Dalam acara itu, ia tidak secara khusus menyinggung poligami namun menekankan pentingnya menjaga moral generasi milenial.
“Setelah orang-orang yang saleh ini hilang dan pergi, maka mereka juga dihilangkan. Apa akibatnya? Maka muncullah generasi-generasi yang buruk,” ujarnya di Masjid Baiturrahman, Batununggal.
Acara ini dihadiri sekitar 100 orang, sebagian pria dewasa muda, termasuk belasan perempuan. Kegiatan berupa ceramah dan seminar poligami di Kota Bandung telah beberapa kali muncul, misalnya Kelas Poligami Nasional pada Agustus 2018.
Angka poligami di Kota Bandung pada 2017 tercatat ada 112 kasus, berdasarkan catatan Pengadilan Tinggi Agama Kota Bandung.

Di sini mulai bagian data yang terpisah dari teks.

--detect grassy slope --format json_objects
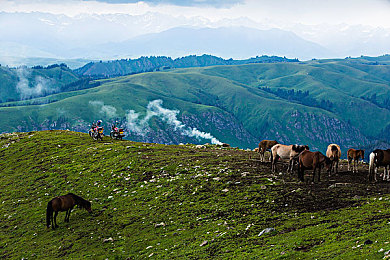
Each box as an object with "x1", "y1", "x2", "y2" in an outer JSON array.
[
  {"x1": 0, "y1": 60, "x2": 390, "y2": 147},
  {"x1": 0, "y1": 131, "x2": 390, "y2": 259}
]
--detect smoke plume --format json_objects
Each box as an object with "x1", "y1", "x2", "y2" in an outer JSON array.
[
  {"x1": 16, "y1": 67, "x2": 57, "y2": 100},
  {"x1": 126, "y1": 99, "x2": 222, "y2": 144},
  {"x1": 89, "y1": 101, "x2": 117, "y2": 118}
]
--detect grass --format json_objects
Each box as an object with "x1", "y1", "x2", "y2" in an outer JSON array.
[{"x1": 0, "y1": 131, "x2": 390, "y2": 259}]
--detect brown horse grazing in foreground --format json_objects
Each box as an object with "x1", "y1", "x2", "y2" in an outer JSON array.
[
  {"x1": 271, "y1": 144, "x2": 309, "y2": 172},
  {"x1": 298, "y1": 151, "x2": 332, "y2": 183},
  {"x1": 326, "y1": 144, "x2": 341, "y2": 173},
  {"x1": 368, "y1": 149, "x2": 390, "y2": 182},
  {"x1": 347, "y1": 148, "x2": 364, "y2": 172},
  {"x1": 257, "y1": 140, "x2": 278, "y2": 162},
  {"x1": 46, "y1": 193, "x2": 92, "y2": 229}
]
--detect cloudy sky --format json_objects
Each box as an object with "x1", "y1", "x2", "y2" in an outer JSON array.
[
  {"x1": 0, "y1": 0, "x2": 390, "y2": 28},
  {"x1": 0, "y1": 0, "x2": 390, "y2": 60}
]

Angka itu mencapai 40 persen kasus perceraian karena poligami se-Jawa Barat yang mencapai 277 kasus.
Di Bandung, poligami jadi penyebab perceraian nomor empat setelah perselisihan terus menerus, faktor ekonomi, dan meninggalkan salah satu pihak.
Wakil Ketua DPRD Bandung, Erwin Senjaya, berbicara dalam kesempatan yang sama dan dikenalkan sebagai 'praktisi poligami'.
Dalam acara pekan lalu, Rahmat Baequni berbagi panggung dengan Edwin Sanjaya, Wakil Ketua DPRD Bandung, yang dikenalkan sebagai ‘praktisi poligami’.
Politisi Golkar itu meminta perempuan menerima poligami ketika umat Islam ‘sedang diobok-obok’.
“Tapi yang lebih penting sebenarnya ini untuk menjawab tantangan, terutama untuk ibu-ibu. Saat ini umat Islam sedang diobok-obok. Merasa nggak? Merasa nggak?” ujarnya.
Namun pendapat itu dibantah oleh Komisioner Komnas Perempuan, Nina Nurmila. Pakar gender dan studi Islam ini mengatakan, praktik poligami justru mencoreng citra agama Islam. Apalagi, ujarnya, ketika Islamophobia masih terasa di negara-negara Barat.
“Karena Islam itu kan agama yang pro-keadilan ya. Nah, kalau misalnya umat muslimnya itu pada berpoligami itu nanti semakin dituduh bahwa orang Muslim itu sangat diskriminatif terhadap perempuan. Karena memang poligami itu merupakan tindakan diskriminatif kepada perempuan,” terang Nina.